Extract Conventions
Run a guided convention extraction session to surface tacit team knowledge and encode it as enforceable artefacts in CLAUDE.md and HARNESS.md.
When to do this
| Situation | Signal |
|---|---|
| New project setup | CLAUDE.md and HARNESS.md are empty or boilerplate |
| AI output quality varies | Same codebase, different developers get different results |
| After team changes | A key engineer joined or left |
| Post-incident | A production incident revealed a convention that was never written down |
| Quarterly cadence | Review whether encoded conventions still match practice |
Teams of five often do not need formal extraction — conversations happen naturally. Teams of fifteen almost certainly do — tacit knowledge diverges without intervention.
1. Start the session
/extract-conventions
The agent walks through five structured questions conversationally. Run this in a mob session with senior engineers, or use the transcript as an interview guide for one-on-one conversations.
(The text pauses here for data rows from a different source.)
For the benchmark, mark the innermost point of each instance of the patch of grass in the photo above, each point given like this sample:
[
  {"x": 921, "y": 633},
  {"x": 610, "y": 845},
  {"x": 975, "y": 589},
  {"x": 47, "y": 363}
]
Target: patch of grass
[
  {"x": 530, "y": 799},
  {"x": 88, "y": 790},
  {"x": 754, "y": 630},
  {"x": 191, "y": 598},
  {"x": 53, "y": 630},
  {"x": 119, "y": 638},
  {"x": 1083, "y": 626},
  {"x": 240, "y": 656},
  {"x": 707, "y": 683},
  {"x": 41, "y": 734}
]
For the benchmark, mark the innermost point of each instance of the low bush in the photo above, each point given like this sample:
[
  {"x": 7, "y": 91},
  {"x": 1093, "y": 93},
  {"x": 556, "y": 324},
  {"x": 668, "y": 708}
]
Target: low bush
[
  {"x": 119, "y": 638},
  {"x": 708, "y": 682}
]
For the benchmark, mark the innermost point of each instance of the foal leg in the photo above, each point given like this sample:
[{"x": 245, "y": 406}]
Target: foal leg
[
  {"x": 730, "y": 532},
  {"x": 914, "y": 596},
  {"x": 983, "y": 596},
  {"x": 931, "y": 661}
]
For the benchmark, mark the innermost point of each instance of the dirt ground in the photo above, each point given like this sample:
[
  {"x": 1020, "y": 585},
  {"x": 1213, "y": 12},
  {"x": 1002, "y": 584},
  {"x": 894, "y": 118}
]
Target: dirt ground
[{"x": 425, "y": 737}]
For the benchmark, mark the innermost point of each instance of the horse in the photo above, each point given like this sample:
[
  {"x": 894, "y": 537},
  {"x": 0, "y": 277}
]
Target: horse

2. Answer the five questions
The session covers these questions in order:
-
What architectural decisions should never be left to individual judgment? Surfaces non-negotiable patterns — dependency direction, module boundaries, API design rules.
-
Which conventions are corrected most often in AI-generated code? Surfaces the gap between what AI produces by default and what the team expects. These are your highest-value conventions to encode.
-
Which security checks are applied instinctively? Surfaces embodied security knowledge — input validation, auth patterns, secrets handling.
-
What triggers an immediate rejection in code review? Surfaces hard boundaries — things that are never acceptable regardless of context.
-
What separates a clean refactoring from an over-engineered one? Surfaces judgment about abstraction thresholds and YAGNI boundaries.
If the answer to a question is always “it depends on context,” that convention needs decomposition into specific, observable cases before it can be encoded. “It depends” is a signal to keep digging, not a failure.
3. Review the artefact mapping
The agent maps each answer to the appropriate artefact:
| Answer category | Artefact type | Where it lives |
|---|---|---|
| Non-negotiable patterns | Constraint | HARNESS.md |
| Frequent corrections | Convention | CLAUDE.md |
| Security instincts | Constraint or threat-model item | HARNESS.md |
| Review rejections | Critical check | HARNESS.md or reviewer agent |
| Refactoring philosophy | Style preference | CLAUDE.md |
| “It depends” answers | Not encodable yet | Backlog for decomposition |
Review the mapping before the agent writes anything. Correct any misclassifications.
4. Confirm the written artefacts
The agent updates CLAUDE.md with new conventions and runs /harness-constrain to add constraints to HARNESS.md. After each update, verify:
- The rule is precise enough to check without ambiguity
- The enforcement type matches what tooling you have available
- The scope matches when you need the check to run
5. Avoid common mistakes
| Anti-pattern | Fix |
|---|---|
| Over-prescriptive instructions | Test each instruction against real code before committing |
| Encoding aspirations (“write clean code”) | Decompose into observable properties |
| Starting with ten conventions | Adopt one, then expand |
| Skipping disagreement between seniors | The disagreement is the point — resolve it before encoding |
6. Schedule a re-extraction
Add a re-extraction cadence to CLAUDE.md:
## Operating Cadence
- Quarterly: review CLAUDE.md conventions against current practice
- After team composition changes: run `/extract-conventions`
Conventions drift. What the team encoded six months ago may not match what they do today.